McNamee, an occupational therapist, and Moench, a physical therapist, became certified as infant massage trainers through training offered by Portland, Ore.-based International Loving Touch Foundation, they said.
They learned the wide variety of massage strokes that are appropriate for babies and small children — nine strokes for the legs and feet alone. There's a general pattern, too.
"We always keep a hand on the baby ... so there's a connection between the infant and the parent," McNamee said. "The strokes work from the middle of the body out to the very extremity, and then we do a variety of different strokes and then we come in."
The strokes mimic the body's circulation, she said.
Massage isn't actually performed on prematurely born infants until they reach their birth age, McNamee said. Until then, the skin is too immature to handle that sort of touch. Parents are trained using doll babies.
But the evidence is in, McNamee said, that preemies especially benefit from massage beginning after their due dates.
"It's been proven to promote circulation, promote better sleep patterns, improve digestion, increase durability," McNamee said.
Some research, including a study published in the January 2013 Journal of Perinatology, indicate a form of infant massage even can be beneficial for medically stable preemies at 29 to 32 weeks.
'Skin to skin'
Tchida said the important thing is to establish touch early. She lauded Charlie Heidemann for quickly using "kangaroo care" with Allie.
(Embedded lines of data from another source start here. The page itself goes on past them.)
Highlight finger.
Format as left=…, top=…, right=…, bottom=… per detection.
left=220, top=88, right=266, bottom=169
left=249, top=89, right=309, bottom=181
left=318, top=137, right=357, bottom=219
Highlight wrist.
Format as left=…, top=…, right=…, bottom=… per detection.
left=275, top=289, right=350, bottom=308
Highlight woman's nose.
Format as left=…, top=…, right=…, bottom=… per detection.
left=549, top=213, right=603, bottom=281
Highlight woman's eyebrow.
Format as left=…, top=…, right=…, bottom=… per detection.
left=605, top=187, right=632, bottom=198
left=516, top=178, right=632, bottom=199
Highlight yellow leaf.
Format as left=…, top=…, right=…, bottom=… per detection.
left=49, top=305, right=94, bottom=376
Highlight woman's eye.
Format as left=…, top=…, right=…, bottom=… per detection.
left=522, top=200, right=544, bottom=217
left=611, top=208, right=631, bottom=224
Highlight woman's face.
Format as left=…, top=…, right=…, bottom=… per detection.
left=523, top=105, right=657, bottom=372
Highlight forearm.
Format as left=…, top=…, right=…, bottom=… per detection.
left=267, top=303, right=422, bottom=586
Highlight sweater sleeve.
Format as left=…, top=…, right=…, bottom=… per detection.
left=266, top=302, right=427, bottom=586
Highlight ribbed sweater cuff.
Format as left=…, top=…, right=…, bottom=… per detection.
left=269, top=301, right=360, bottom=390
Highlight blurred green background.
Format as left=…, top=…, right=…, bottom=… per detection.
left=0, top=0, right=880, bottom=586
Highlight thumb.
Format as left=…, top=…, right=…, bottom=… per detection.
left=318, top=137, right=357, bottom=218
"It's skin to skin," she said. "That's so vitally important, with those big mitts of hands, to be able to have that containment. It starts there with dad having that opportunity to bond with baby."
It also can be taught to parents of children in the hospital's pediatric unit.
"I've taught it on the peds floor for parents of 6-year-olds who will be going through chemotherapy," McNamee said.
McNamee practiced on her young daughter when she was learning infant massage. It was a hit, and the 3-year-old would request the "I love you" stroke when she had a stomach ache.
"We have a specific type of technique that we teach parents for the colicky babies who have their digestion off — a couple of different strokes on their bellies for that gassy baby or a baby who is not pooping," McNamee said.
A facial stroke can be used to help clear the baby's sinuses, she said.
Knowing the cues
There's more to teaching parents than just imparting knowledge about infant massage, McNamee said.
"We teach them all along, not just touch, but how to read their baby's cues, how to know if she's ready to be interacted with."
All of this might sound daunting, especially to a parent of a premature child. But parents need not be intimidated, Moench said.
"It's important for parents to know that you really can't do any wrong," she said. "A therapeutic, loving touch from a parent is always good, and it doesn't have to be by the book. If your intent is in a loving way, there's going to be a positive response."
The role of the parents is irreplaceable, Tchida said.
"In our environment, where there are machines and beeps and buzzers and stuff, this is that one thing that a parent can do for their child that none of us can do," she said.
For the record, Charlie Heidemann was undaunted.
"It was awkward," he said, "but easy."